In August there was one company with mirrorless full frame cameras. In the coming months Sony, Nikon, Canon, Panasonic, and Leica will all be competing in the full-frame mirrorless market, while Fujifilm is even trying to present it’s latest light-weight medium format mirrorless, the GFX 50R, as an economy-sized full-frame camera. Sigma is rumoured to be preparing to enter the fray as well with its Foveon sensor technology.
While prices for these new cameras are still a tad high for most consumers, early adoptors will enthusiastically embrace the new levels of choice they will be offered. It’s inevitable that prices will drop, and every new entry level full frame mirrorless camera will be more affordable than the last. Competition will lead to increased demand, which will contribute to improved economies of scale at sensor and EVF fabrication plants.
This will in turn negatively impact the market for small-sensor interchangeable lens cameras, both DSLR and mirrorless. It could well be that, except for some niche applications, such as Panasonic cameras with there clear superiority shooting high quality video, the era of APS-C and Micro 43 cameras will draw to a close much faster than we might anticipate.

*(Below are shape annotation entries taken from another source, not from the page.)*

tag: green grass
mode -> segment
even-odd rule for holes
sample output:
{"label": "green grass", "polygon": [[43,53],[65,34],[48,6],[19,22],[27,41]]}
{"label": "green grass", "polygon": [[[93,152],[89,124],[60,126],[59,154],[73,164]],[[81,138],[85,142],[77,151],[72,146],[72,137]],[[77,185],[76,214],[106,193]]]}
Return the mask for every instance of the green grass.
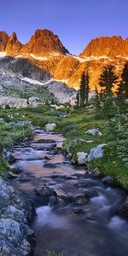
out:
{"label": "green grass", "polygon": [[3,157],[3,148],[10,149],[16,143],[32,136],[32,129],[27,125],[15,122],[0,122],[0,176],[4,177],[8,171],[8,162]]}
{"label": "green grass", "polygon": [[[3,118],[9,124],[16,120],[30,120],[34,125],[44,128],[49,122],[57,124],[56,131],[62,132],[66,137],[63,144],[63,149],[68,149],[73,159],[76,159],[76,154],[79,151],[89,153],[90,150],[101,143],[108,143],[108,148],[106,149],[104,157],[90,164],[90,168],[97,166],[102,175],[113,175],[118,184],[128,190],[128,168],[119,159],[108,137],[106,136],[106,120],[96,119],[95,111],[92,109],[72,110],[65,108],[68,115],[65,118],[60,118],[61,110],[55,110],[49,106],[43,105],[37,108],[27,109],[5,109],[0,110],[0,118]],[[5,127],[5,122],[0,123],[0,141],[6,148],[12,146],[18,140],[22,140],[29,133],[28,127],[22,130]],[[90,128],[98,128],[102,137],[85,134],[85,131]],[[90,143],[86,143],[83,140],[92,140]],[[3,168],[4,169],[4,168]]]}

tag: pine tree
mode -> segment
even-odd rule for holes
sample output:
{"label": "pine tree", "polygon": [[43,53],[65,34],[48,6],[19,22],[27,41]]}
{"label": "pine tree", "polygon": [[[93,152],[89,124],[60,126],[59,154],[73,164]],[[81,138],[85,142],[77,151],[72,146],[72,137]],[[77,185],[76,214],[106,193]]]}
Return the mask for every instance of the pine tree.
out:
{"label": "pine tree", "polygon": [[85,74],[82,73],[81,80],[80,80],[80,89],[79,89],[79,96],[80,96],[80,107],[84,107],[85,102]]}
{"label": "pine tree", "polygon": [[79,90],[77,92],[77,96],[76,96],[76,108],[79,108]]}
{"label": "pine tree", "polygon": [[80,89],[79,89],[79,96],[80,96],[80,107],[84,107],[88,103],[90,86],[89,86],[89,73],[82,73],[81,81],[80,81]]}
{"label": "pine tree", "polygon": [[102,73],[100,76],[99,85],[101,91],[106,96],[113,95],[113,88],[118,81],[118,76],[113,72],[114,67],[108,65],[104,67]]}
{"label": "pine tree", "polygon": [[95,87],[95,108],[96,108],[96,117],[101,118],[101,101],[100,101],[100,94],[98,93],[97,87]]}
{"label": "pine tree", "polygon": [[123,87],[123,94],[125,99],[128,99],[128,62],[125,64],[122,74],[122,87]]}
{"label": "pine tree", "polygon": [[85,104],[88,104],[88,101],[89,101],[89,93],[90,93],[90,77],[89,77],[89,73],[87,71],[86,74],[85,74]]}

The other competitive dynamic which can only be good for photographers is lens manufacturers such as Sigma and Tamron and new brands from Korea and even China going upmarket to compete with the camera brands. With high-performance, wide-aperture primes and zooms from Sigma in particular at around half the price of their Canon, Nikon and now Sony equivalents, photographers on a budget now have a choice, and the competitive pressures will also serve to moderate the camera maker’s high-end lens prices.
All in all, 2019 is shaping up as a great year to buy some new camera gear!